The biggest non-sports program in all of entertainment is moving exclusively to streaming in a deal that figures to have at least some implications for sports television.
Google-owned YouTube has acquired rights to the Academy Awards beginning in 2029, it was announced Wednesday. As with the Youtube-exclusive NFL game earlier this year, the Oscars will be available to watch for free on YouTube globally and with a subscription to YouTube TV.
The Oscars will continue to air on longtime home ABC through 2028.
In acquiring the Oscars, YouTube will own exclusive rights to one of television’s annual staples. While its viewership is closer to “Thursday Night Football” than the Super Bowl, the event is on a short list of mass cultural gatherings that includes the Super Bowl, Olympics and Macy’s Thanksgiving Day Parade.
Realistically, streamers have in recent years carried a handful of exclusive NFL games that perform at or above the present-day level of the Oscars (albeit including local over-the-air simulcast viewership in the home markets). Oscars viewership topped the 40 million mark as recently as 2014, but has never fully recovered from the post-COVID malaise that sank audiences across television. Viewership has been under the 20 million mark for five consecutive years.
But given its status in American culture, the acquisition may be the most significant yet for a digital platform.

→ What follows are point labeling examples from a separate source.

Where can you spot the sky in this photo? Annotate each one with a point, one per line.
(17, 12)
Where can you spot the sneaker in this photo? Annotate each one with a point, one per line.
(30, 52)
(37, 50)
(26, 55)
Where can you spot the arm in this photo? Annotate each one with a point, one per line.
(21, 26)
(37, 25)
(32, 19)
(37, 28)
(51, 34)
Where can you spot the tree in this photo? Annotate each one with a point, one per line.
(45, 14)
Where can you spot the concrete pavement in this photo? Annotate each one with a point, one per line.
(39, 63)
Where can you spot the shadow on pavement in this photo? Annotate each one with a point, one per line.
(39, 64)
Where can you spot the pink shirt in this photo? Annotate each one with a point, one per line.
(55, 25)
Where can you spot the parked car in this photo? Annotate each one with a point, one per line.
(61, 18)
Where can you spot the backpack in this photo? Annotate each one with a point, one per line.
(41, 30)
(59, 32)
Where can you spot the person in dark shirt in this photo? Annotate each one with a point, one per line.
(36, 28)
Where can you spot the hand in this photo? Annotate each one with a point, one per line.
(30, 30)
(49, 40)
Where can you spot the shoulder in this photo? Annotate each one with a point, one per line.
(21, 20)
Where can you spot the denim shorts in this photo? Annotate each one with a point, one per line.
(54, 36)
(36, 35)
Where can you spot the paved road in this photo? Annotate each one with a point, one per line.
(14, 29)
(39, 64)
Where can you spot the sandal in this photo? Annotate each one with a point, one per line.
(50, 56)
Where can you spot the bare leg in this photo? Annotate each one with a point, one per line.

And it is hard to imagine that a YouTube that annually airs the Oscars would not be in the mix for any number of iconic cultural events in sports television. Rights to the Super Bowl and Olympics are locked up into the start of the next decade.
As for Disney, the loss of the Oscars is mitigated at least somewhat by its acquisition of the Grammys, which will begin airing on ABC and Hulu in 2027. It remains to be seen if Disney will devote the same kind of all-encompassing attention to the Grammys that it has for the Oscars, regularly clearing out its sports programming to avoid any possible preemption.